LE JOURNAL DU DROIT DES JEUNES

L'éditorial de Benoit Van Keirsbilck dans le JDJ N°410

Le petit pas qui fera de nous des êtres humains

Il y a un peu plus de vingt ans, le 17 août 2002, la jeune Tabitha, âgé d’à peine 5 ans, arrive à l’aéroport de Zaventem, en compagnie de son oncle ; ils sont en transit vers le Canada.

Elle sera arrêtée et détenue pendant deux mois dans le tristement célèbre Centre 127, appelé centre de transit, mais c’est en réalité une prison pour migrants. Elle est ensuite renvoyée seule au Congo où les autorités belges perdront temporairement sa trace, parce que personne n’est là pour l’accueillir.

Cette affaire se terminera finalement relativement bien pour l’enfant ; après des épisodes rocambolesques, elle rejoindra sa maman au Canada et y obtiendra un droit de résidence.

Le 12 octobre 2006, dans un arrêt déshonorant, la Cour européenne des droits de l’homme condamnera la Belgique (1) à l’unanimité, pour traitement inhumain et dégradant, atteinte à la vie privée et familiale, détention illégale,…

Cette affaire aura servi d’électrochoc et aura permis une prise de conscience tant du grand public que du Gouvernement que notre État est capable de telles infâmies. À la suite de cette décision, les réformes attendues depuis longtemps, se sont accélérées : adoption le 24 décembre 2002, soit deux mois après l’expulsion de Tabitha, de la loi tutelle pour les mineurs non-accompagnés, mise en place du Service des tutelles auprès du ministère de la Justice, recrutement et formation des tuteurs ; adoption le 12 janvier 2007, trois mois après l’arrêt de la CEDH, de la loi accueil qui comprend un chapitre consacré aux personnes vulnérables et aux mineurs, création des centres d’observation et d’orientation; et d’autres avancées sur le plan de l’accès à la santé, à la scolarité, à un droit au séjour,…

Des générations d’enfants auront pu en bénéficier et doivent donc une fière chandelle à Tabitha, héroïne malgré elle.

Mais les détentions d’enfants pour raison de migration se sont poursuivies jusqu’en 2008 avant d’être rangées au musée des horreurs, preuve qu’un État peut très bien se passer de cet outil de torture. Las, elles ont repris entre 2018 et 2019 jusqu’à ce qu’un arrêt de suspension du Conseil d’État et un accord de gouvernement mettent un terme provisoire à cette pratique (2) ; provisoire, puisqu’un tel accord, non coulé dans une loi, ne prémunit pas contre un futur gouvernement qui déciderait d’y recourir à nouveau.

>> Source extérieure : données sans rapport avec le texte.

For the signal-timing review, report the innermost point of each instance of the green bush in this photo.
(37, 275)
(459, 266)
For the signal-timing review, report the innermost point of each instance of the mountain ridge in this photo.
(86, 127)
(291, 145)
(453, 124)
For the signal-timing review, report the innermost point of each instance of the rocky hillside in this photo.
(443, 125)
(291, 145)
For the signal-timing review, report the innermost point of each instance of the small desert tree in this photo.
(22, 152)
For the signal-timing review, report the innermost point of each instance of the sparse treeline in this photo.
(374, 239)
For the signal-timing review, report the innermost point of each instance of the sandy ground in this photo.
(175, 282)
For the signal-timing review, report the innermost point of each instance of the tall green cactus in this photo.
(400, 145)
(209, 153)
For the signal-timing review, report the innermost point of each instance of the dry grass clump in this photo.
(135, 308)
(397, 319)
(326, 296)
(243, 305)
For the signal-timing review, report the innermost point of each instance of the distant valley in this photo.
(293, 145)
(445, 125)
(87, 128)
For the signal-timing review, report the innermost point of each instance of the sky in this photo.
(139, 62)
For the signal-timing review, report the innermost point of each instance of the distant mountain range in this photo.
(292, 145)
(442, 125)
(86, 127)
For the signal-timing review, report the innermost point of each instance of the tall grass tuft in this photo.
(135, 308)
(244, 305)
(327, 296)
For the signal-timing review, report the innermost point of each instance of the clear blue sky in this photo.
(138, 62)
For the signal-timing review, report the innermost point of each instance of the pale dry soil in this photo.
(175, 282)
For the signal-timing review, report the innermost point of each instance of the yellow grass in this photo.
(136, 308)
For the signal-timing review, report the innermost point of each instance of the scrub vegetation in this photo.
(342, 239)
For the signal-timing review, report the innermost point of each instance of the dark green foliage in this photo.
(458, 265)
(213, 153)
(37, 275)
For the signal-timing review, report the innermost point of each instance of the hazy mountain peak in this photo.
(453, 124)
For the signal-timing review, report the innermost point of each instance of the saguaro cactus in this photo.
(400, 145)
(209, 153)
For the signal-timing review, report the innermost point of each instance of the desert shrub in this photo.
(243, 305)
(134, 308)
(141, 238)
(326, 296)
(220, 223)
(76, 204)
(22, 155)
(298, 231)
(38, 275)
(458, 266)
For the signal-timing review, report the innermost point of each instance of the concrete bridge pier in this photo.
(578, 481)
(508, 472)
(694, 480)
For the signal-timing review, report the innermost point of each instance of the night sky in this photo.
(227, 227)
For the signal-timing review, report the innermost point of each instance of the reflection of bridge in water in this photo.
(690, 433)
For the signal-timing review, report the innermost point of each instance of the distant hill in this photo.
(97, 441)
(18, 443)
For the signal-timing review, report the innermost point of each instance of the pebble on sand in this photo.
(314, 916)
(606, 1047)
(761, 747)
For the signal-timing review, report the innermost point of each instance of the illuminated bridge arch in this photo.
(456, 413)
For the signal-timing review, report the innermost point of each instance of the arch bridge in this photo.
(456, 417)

Il faut donc compter sur les juridictions internationales pour rappeler aux États les principes de base des droits humains : on n’enferme pas un enfant. Point.

Et à ce niveau, on est à deux doigts d’une interdiction de principe, comme le souligne Germain Haumont (3). À ce moment-là seulement, les États devront sérieusement chercher d’autres approches de la migration des familles et enfants. Pour qu’un jour on puisse regarder en arrière et se demander comment nous avons pu être aussi inhumains.

Benoit Van Keirsbilck


(1) Affaire Mubilanzila Mayeka et Kaniki Mitunga c. Belgique ; Requête no 13178/03
(2) Voyez un rappel de toute cette procédure par Florence Asina, « Quand le formalisme du Conseil d’État est l’alibi de l’enfermement des enfants migrants », JDJ N°410, p. 10.
(3) Voyez Germain Haumont, L’arrêt M.D. et A.D. c. France de la Cour européenne des droits de l’homme : seuil d’un principe interdisant l’enfermement des enfants migrants?, ce JDJ N°410 p. 4.